But all this animated advocacy has some US commentators up in arms, criticizing Happy Feet as propaganda by stealth. Conservative-leaning Fox News anchor Neil Cavuto called it an “animated Inconvenient Truth”, referring to former US vice-president Al Gore's documentary on climate change, even though the film doesn't mention global warming directly. Many children's films have had environmental themes in the past few years (see 'Messages in movies').

Meanwhile the US Commission for the Conservation of Antarctic Marine Living Resources, although widely praised for setting sensible fishing quotas, is being pressured by various groups of environmentalists and scientists to consider more cautiously the whole Antarctic ecosystem, including penguins, when setting fishing restrictions in the Southern Ocean. One major effort is the Antarctic Krill Conservation Project, in which the National Environmental Trust and Pew Charitable Trusts are both involved.

David Ainley, an ornithologist and adviser for ecological consultants H. T. Harvey & Associates, spoke to Nature via satellite phone from Ross Island in Antarctica, and understandably hasn't seen Happy Feet yet.
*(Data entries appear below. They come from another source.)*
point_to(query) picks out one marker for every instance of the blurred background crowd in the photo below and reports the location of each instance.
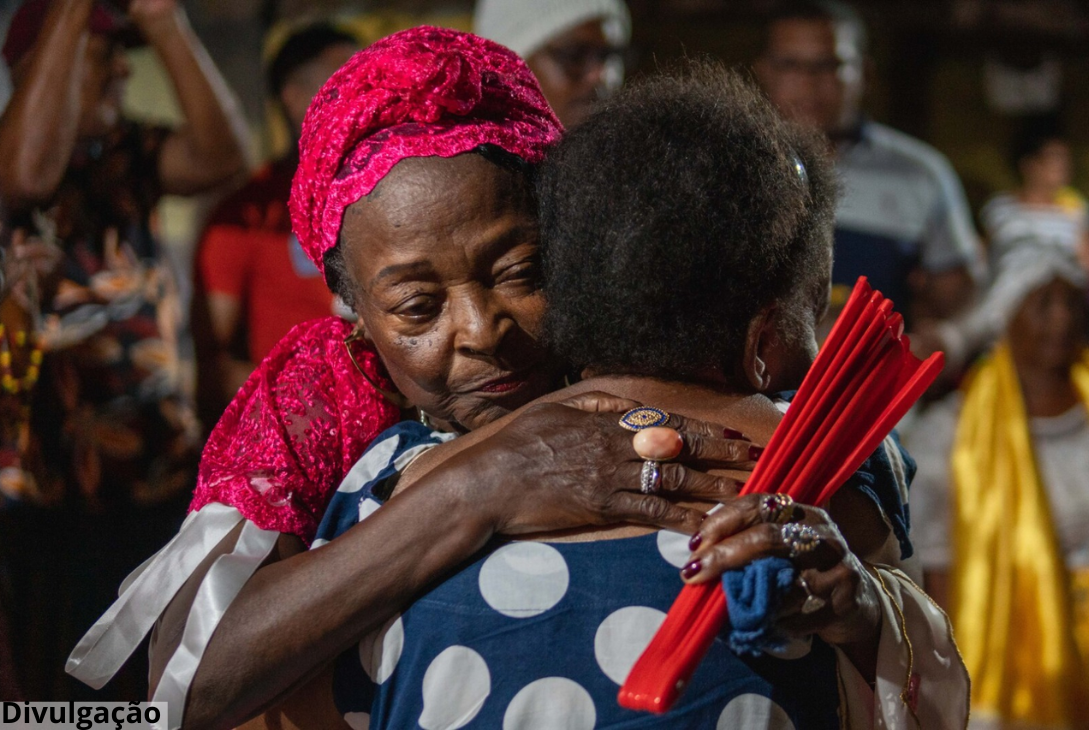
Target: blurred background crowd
(146, 155)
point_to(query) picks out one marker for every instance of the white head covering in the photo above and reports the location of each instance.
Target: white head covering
(525, 26)
(1020, 271)
(1024, 268)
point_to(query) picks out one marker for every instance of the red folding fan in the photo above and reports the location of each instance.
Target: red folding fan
(861, 384)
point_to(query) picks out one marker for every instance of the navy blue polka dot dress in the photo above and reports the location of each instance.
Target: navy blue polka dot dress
(534, 635)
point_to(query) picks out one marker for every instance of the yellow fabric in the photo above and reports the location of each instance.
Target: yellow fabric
(1071, 201)
(1010, 587)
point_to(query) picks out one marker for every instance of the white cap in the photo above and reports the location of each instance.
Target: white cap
(525, 26)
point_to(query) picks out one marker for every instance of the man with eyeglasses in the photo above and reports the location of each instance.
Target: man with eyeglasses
(903, 220)
(575, 48)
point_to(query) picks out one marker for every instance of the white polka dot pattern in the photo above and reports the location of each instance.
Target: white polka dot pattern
(523, 580)
(674, 547)
(455, 686)
(380, 651)
(623, 636)
(357, 720)
(368, 466)
(367, 508)
(553, 703)
(754, 712)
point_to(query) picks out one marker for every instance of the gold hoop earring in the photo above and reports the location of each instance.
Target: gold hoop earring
(394, 398)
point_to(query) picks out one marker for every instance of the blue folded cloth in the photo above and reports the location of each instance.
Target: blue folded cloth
(755, 594)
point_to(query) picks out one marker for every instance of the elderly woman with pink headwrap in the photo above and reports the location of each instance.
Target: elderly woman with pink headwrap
(414, 196)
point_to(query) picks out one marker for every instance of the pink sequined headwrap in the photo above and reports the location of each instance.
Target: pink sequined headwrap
(419, 93)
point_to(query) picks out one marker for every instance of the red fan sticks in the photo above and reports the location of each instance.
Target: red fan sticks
(860, 385)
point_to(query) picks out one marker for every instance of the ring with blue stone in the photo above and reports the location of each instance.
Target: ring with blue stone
(645, 416)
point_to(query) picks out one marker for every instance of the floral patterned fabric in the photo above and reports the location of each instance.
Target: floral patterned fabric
(108, 418)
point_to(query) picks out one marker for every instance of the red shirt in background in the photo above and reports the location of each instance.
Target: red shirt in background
(249, 253)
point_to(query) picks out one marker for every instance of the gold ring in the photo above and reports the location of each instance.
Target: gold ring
(644, 416)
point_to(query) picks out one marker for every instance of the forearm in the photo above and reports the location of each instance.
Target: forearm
(212, 141)
(39, 126)
(294, 617)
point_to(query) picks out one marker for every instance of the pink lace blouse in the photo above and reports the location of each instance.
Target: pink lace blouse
(293, 430)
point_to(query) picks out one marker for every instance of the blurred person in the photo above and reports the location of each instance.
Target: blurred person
(903, 220)
(248, 260)
(1000, 503)
(1043, 206)
(574, 47)
(101, 453)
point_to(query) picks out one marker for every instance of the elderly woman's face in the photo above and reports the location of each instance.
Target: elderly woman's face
(443, 256)
(1048, 330)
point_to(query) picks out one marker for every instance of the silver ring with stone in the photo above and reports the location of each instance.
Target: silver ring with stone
(777, 509)
(650, 478)
(812, 604)
(799, 538)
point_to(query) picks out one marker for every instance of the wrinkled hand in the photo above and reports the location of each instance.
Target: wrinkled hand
(736, 534)
(155, 17)
(575, 466)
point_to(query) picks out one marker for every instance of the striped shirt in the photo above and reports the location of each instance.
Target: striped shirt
(1010, 222)
(903, 207)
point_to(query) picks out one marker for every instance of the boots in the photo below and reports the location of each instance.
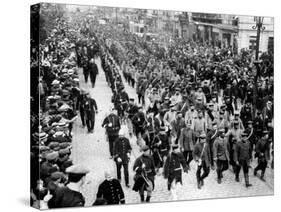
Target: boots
(247, 181)
(148, 198)
(142, 197)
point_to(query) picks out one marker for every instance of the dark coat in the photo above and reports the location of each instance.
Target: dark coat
(242, 151)
(205, 156)
(64, 197)
(121, 148)
(111, 191)
(172, 167)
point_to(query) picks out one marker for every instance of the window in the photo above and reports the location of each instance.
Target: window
(252, 42)
(270, 44)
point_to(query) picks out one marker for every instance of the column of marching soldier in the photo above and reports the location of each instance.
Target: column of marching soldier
(172, 127)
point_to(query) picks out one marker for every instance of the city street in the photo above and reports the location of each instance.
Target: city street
(93, 151)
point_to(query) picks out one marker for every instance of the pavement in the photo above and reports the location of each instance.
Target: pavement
(92, 150)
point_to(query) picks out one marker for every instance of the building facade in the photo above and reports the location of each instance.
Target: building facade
(247, 35)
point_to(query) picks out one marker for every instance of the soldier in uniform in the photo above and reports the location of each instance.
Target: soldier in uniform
(187, 142)
(172, 169)
(145, 174)
(263, 154)
(202, 156)
(242, 156)
(122, 152)
(112, 125)
(69, 195)
(210, 139)
(111, 191)
(91, 109)
(221, 154)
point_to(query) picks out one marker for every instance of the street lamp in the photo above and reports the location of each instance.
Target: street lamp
(259, 27)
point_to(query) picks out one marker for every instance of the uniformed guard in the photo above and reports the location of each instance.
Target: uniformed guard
(112, 125)
(221, 154)
(111, 191)
(202, 156)
(69, 195)
(91, 109)
(262, 153)
(174, 164)
(145, 173)
(242, 156)
(122, 152)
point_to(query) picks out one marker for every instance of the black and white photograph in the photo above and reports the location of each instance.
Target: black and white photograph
(137, 106)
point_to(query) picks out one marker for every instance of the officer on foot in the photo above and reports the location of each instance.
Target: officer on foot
(112, 125)
(262, 153)
(202, 156)
(242, 157)
(122, 152)
(111, 191)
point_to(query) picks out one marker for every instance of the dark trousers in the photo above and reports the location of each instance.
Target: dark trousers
(111, 139)
(244, 165)
(82, 116)
(261, 166)
(86, 74)
(93, 79)
(126, 172)
(90, 121)
(141, 99)
(222, 165)
(206, 171)
(189, 155)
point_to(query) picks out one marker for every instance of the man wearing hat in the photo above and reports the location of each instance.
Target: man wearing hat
(187, 142)
(91, 109)
(210, 139)
(93, 69)
(242, 157)
(176, 126)
(202, 156)
(172, 171)
(122, 152)
(131, 110)
(111, 190)
(145, 174)
(112, 126)
(221, 154)
(70, 195)
(263, 154)
(199, 125)
(49, 166)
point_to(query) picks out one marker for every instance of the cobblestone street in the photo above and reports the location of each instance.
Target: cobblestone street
(92, 150)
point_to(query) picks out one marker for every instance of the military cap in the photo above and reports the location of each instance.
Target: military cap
(52, 156)
(264, 132)
(236, 112)
(145, 148)
(65, 151)
(244, 134)
(77, 169)
(57, 175)
(63, 145)
(175, 146)
(53, 145)
(202, 135)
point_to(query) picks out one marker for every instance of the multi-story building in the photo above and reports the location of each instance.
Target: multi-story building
(247, 35)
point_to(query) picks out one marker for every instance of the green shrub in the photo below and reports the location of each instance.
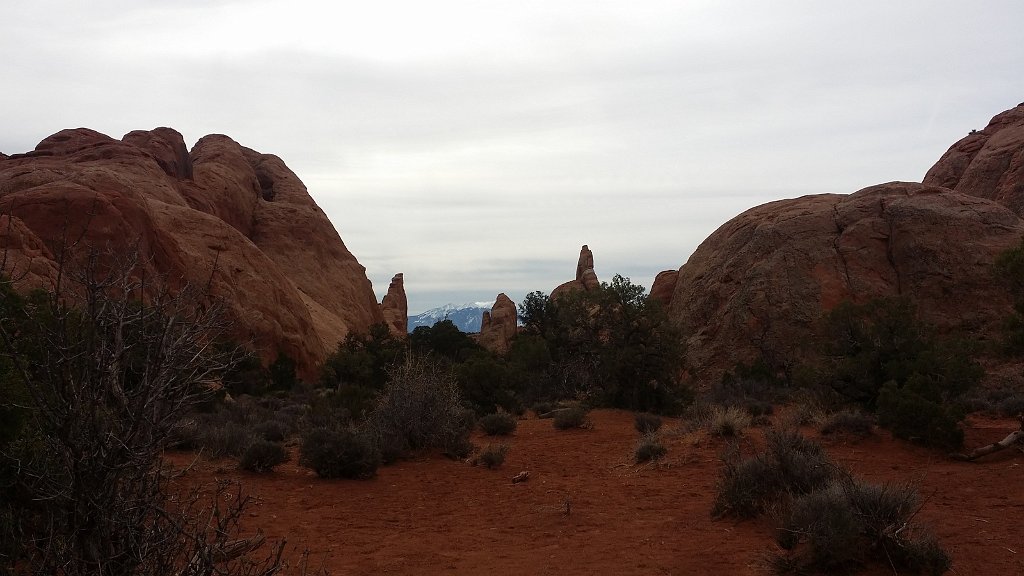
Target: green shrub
(912, 416)
(646, 423)
(494, 456)
(791, 464)
(339, 453)
(262, 456)
(886, 359)
(649, 448)
(728, 421)
(500, 423)
(571, 417)
(853, 422)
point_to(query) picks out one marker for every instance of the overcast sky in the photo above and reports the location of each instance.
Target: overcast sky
(476, 145)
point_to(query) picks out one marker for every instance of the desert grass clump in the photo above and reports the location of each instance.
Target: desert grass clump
(649, 449)
(262, 456)
(229, 439)
(852, 422)
(272, 430)
(499, 423)
(646, 423)
(340, 453)
(790, 465)
(543, 409)
(728, 421)
(571, 417)
(850, 523)
(493, 456)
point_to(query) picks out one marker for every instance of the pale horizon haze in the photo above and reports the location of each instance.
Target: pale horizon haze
(475, 146)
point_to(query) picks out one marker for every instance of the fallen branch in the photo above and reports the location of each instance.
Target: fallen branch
(1013, 439)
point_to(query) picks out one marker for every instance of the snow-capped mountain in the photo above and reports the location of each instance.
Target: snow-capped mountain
(465, 317)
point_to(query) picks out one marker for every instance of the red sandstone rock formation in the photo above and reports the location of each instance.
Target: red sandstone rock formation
(987, 163)
(664, 287)
(758, 285)
(394, 306)
(586, 277)
(220, 215)
(499, 326)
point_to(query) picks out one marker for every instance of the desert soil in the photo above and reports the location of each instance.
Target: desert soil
(587, 508)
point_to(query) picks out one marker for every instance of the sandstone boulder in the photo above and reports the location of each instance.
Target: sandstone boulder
(987, 163)
(220, 215)
(664, 287)
(499, 326)
(758, 285)
(394, 306)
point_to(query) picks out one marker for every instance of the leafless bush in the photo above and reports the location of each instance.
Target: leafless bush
(728, 421)
(419, 409)
(110, 361)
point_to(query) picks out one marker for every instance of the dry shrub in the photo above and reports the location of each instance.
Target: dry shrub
(571, 417)
(850, 523)
(419, 409)
(852, 422)
(500, 423)
(646, 423)
(493, 456)
(649, 448)
(339, 453)
(790, 465)
(262, 456)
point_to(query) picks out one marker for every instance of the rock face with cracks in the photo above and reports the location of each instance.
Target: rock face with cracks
(219, 215)
(988, 163)
(758, 286)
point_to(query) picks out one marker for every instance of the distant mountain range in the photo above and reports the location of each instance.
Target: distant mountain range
(465, 317)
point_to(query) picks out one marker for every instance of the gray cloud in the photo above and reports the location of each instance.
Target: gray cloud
(474, 146)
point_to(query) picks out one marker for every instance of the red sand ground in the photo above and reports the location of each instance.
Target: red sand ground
(588, 509)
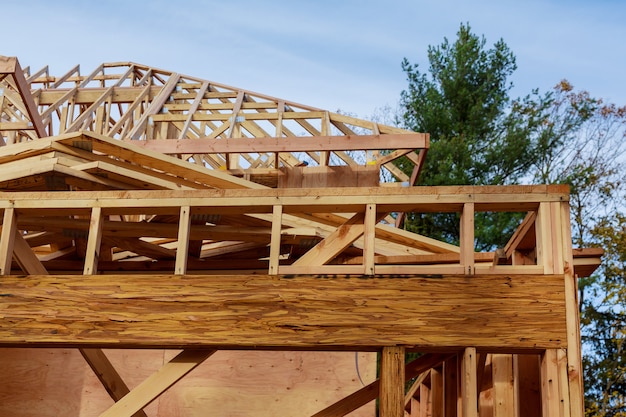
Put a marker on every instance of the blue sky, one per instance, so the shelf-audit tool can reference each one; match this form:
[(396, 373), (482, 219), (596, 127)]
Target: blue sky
[(336, 55)]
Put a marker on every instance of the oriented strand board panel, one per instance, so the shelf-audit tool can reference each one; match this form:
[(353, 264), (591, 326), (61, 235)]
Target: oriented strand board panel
[(283, 312), (230, 383)]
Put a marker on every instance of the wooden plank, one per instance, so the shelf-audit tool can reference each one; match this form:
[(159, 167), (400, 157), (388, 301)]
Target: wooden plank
[(437, 392), (427, 199), (276, 239), (336, 242), (528, 380), (7, 240), (182, 250), (392, 382), (157, 383), (574, 353), (550, 399), (452, 385), (94, 241), (544, 233), (369, 238), (469, 391), (503, 388), (25, 257), (251, 311), (287, 144), (371, 391), (107, 375), (467, 238)]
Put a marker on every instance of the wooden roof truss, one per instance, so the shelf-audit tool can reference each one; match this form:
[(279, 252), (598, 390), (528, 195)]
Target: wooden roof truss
[(142, 208)]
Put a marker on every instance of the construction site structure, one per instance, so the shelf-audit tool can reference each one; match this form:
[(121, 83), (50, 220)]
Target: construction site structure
[(173, 246)]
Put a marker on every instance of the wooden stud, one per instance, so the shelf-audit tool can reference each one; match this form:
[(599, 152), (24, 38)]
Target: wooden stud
[(469, 392), (574, 354), (336, 242), (182, 250), (503, 388), (467, 238), (437, 392), (550, 399), (277, 216), (544, 232), (392, 382), (451, 386), (7, 240), (369, 237), (94, 241)]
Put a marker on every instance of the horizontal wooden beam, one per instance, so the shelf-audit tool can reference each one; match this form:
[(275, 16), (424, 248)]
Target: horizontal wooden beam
[(321, 312), (346, 199), (286, 144)]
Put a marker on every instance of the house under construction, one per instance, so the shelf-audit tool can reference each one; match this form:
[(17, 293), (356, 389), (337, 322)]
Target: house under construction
[(172, 246)]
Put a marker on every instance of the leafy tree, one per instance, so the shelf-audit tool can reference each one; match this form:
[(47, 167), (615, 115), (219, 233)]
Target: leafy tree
[(479, 135)]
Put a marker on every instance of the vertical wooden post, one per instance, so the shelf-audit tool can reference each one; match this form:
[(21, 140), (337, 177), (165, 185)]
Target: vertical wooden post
[(550, 400), (528, 381), (572, 314), (451, 387), (467, 238), (469, 389), (437, 391), (7, 240), (184, 228), (544, 233), (503, 392), (92, 253), (369, 238), (277, 216), (392, 382)]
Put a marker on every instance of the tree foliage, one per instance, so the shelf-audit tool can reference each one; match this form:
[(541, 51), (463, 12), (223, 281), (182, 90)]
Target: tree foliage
[(480, 136)]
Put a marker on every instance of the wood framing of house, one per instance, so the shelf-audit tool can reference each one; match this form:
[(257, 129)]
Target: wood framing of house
[(143, 209)]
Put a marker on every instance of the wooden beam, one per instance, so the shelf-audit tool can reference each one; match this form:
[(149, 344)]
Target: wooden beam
[(503, 387), (369, 239), (469, 390), (370, 392), (157, 383), (336, 242), (94, 241), (550, 398), (525, 313), (108, 376), (182, 250), (10, 65), (574, 353), (26, 258), (392, 382), (286, 144), (467, 238), (7, 240), (275, 240), (312, 200), (451, 380)]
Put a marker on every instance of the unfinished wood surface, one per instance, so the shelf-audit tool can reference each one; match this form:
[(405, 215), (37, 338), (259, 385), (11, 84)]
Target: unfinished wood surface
[(108, 376), (371, 391), (322, 312), (528, 381), (392, 382), (574, 351), (260, 383), (469, 389), (503, 386), (146, 392)]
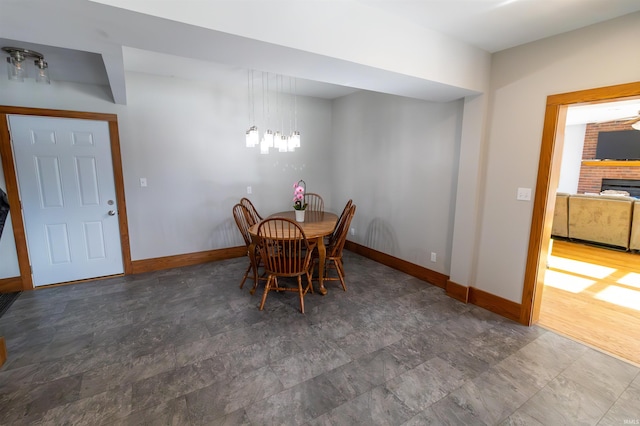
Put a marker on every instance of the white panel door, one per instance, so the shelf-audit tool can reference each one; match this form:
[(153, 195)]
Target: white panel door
[(65, 178)]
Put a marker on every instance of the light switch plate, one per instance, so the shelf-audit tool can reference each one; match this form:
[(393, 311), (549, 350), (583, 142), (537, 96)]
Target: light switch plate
[(524, 194)]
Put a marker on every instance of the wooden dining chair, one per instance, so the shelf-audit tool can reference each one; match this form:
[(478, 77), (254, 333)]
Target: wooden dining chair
[(255, 216), (285, 252), (244, 221), (332, 237), (333, 259), (314, 202)]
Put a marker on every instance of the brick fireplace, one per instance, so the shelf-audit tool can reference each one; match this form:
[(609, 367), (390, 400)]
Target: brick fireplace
[(591, 174)]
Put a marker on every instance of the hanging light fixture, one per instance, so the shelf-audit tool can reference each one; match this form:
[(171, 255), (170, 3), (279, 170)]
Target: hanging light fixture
[(252, 138), (16, 66), (278, 138)]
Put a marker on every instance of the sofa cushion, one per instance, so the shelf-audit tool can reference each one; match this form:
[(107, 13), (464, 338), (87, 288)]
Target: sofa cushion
[(634, 243), (601, 219)]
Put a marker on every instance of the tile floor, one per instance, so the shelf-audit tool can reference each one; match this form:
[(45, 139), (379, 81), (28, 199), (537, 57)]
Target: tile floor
[(187, 347)]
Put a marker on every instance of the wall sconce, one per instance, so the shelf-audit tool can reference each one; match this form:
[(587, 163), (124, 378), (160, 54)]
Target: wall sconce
[(16, 66)]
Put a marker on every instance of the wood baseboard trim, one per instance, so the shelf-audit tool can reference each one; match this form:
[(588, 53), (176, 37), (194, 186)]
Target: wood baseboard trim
[(3, 351), (457, 291), (425, 274), (11, 285), (180, 260), (495, 304)]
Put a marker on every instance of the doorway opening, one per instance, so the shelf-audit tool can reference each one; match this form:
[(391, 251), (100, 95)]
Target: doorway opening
[(540, 246)]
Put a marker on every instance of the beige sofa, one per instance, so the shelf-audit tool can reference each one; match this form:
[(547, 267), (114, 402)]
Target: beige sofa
[(561, 216), (634, 243), (600, 219)]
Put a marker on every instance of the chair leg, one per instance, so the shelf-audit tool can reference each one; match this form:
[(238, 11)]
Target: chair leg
[(246, 275), (340, 273), (266, 290), (301, 293)]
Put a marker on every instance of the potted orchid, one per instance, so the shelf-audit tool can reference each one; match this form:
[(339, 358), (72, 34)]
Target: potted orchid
[(299, 204)]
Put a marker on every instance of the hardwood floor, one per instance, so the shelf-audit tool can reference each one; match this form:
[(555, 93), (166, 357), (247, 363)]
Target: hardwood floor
[(592, 294)]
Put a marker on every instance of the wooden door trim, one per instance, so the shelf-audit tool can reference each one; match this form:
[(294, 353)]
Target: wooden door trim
[(549, 163), (11, 179)]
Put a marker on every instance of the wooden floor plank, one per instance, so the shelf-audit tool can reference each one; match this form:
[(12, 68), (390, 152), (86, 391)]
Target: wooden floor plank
[(592, 294)]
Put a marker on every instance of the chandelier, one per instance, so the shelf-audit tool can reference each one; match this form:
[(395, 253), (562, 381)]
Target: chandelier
[(273, 121), (17, 69)]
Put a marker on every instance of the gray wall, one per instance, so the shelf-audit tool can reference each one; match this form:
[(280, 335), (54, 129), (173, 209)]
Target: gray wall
[(187, 139), (397, 159)]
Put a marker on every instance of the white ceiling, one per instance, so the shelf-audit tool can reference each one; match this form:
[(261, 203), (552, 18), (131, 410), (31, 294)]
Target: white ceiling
[(495, 25), (93, 26)]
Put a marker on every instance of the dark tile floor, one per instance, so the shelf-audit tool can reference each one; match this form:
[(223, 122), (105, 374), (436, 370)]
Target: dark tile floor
[(186, 346)]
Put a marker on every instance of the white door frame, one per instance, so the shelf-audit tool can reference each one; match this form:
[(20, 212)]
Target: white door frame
[(10, 175)]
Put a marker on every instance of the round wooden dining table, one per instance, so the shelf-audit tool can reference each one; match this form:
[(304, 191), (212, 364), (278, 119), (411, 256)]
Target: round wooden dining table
[(316, 226)]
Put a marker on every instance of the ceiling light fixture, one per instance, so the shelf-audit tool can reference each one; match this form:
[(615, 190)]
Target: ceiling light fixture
[(283, 141), (16, 66)]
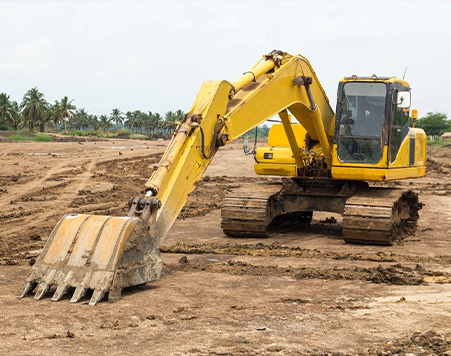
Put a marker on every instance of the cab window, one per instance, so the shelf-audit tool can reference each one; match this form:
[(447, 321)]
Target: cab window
[(361, 122)]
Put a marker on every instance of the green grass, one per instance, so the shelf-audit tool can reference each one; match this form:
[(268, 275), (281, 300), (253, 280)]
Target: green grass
[(75, 132), (19, 137), (138, 136), (42, 138)]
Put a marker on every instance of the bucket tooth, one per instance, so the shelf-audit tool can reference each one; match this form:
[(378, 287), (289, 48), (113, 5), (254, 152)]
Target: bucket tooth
[(102, 253), (42, 289), (79, 293), (26, 288), (97, 296), (61, 290)]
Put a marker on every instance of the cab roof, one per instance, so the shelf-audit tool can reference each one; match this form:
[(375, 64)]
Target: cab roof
[(375, 78)]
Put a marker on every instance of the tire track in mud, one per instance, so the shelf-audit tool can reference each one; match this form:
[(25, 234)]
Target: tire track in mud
[(38, 222), (6, 151), (278, 250), (395, 274)]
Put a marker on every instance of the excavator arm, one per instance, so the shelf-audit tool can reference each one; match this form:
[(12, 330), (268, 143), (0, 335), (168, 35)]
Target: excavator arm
[(107, 254)]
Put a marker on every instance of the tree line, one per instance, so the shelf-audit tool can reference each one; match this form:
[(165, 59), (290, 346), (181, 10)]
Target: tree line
[(35, 112), (434, 123)]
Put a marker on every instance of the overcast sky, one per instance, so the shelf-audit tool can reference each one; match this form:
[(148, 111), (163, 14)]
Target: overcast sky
[(154, 56)]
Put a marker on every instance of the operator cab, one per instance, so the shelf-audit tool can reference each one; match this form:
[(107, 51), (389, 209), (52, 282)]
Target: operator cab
[(372, 114)]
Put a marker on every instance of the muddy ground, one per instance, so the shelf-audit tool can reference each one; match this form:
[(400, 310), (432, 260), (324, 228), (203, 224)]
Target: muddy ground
[(300, 292)]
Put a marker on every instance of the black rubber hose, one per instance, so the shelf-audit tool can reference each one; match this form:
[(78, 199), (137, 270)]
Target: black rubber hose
[(213, 144)]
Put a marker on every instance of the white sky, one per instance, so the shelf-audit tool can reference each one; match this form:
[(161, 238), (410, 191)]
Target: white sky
[(154, 56)]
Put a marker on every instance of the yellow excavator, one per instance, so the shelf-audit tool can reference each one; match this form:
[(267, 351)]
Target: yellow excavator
[(326, 160)]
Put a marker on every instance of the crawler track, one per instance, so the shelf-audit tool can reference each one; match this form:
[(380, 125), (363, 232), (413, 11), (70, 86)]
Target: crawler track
[(373, 215), (380, 216)]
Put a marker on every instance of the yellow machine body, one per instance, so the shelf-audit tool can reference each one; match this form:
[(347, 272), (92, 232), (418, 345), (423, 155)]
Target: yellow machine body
[(106, 254), (407, 161)]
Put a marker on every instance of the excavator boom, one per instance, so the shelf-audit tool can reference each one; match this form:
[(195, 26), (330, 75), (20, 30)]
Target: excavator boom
[(106, 254)]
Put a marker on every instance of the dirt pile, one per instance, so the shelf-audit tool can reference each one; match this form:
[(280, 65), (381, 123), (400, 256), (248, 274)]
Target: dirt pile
[(396, 274), (436, 168), (276, 249)]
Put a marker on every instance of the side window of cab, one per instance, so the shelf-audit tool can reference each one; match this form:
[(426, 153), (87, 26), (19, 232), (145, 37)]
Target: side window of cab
[(399, 123)]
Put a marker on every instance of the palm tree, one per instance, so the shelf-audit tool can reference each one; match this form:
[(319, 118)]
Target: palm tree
[(105, 122), (65, 112), (179, 115), (9, 111), (82, 119), (94, 122), (116, 116), (159, 121), (128, 119), (169, 119), (152, 121), (33, 107)]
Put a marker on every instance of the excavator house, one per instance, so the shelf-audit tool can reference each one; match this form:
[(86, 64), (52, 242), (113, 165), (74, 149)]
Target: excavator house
[(327, 162)]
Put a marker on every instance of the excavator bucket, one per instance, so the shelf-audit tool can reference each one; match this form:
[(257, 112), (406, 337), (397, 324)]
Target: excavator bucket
[(89, 252)]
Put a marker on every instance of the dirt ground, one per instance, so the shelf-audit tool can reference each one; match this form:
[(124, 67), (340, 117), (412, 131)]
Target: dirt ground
[(301, 292)]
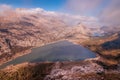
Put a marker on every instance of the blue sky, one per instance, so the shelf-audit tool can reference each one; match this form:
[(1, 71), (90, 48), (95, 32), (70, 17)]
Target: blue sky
[(53, 5)]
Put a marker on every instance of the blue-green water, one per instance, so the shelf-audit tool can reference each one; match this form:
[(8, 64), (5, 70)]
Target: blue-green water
[(59, 51)]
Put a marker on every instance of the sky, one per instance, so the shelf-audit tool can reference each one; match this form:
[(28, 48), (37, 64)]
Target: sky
[(107, 11), (53, 5)]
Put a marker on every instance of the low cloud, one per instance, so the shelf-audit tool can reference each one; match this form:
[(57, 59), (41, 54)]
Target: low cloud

He's less worried about krill than about Antarctic toothfish (Dissostichus mawsoni) further up the food chain, but adds that the combined effect of climate change and human intervention on the food web are complex and need more research.

Even Ainley's perspective is likely to be more widely disseminated thanks to penguinmania. He's producing a film on climate change and Adelie penguins, which he hopes to distribute to schools. “Obviously,” he says, “we're banking on penguins for the wide distribution of our educational DVD.”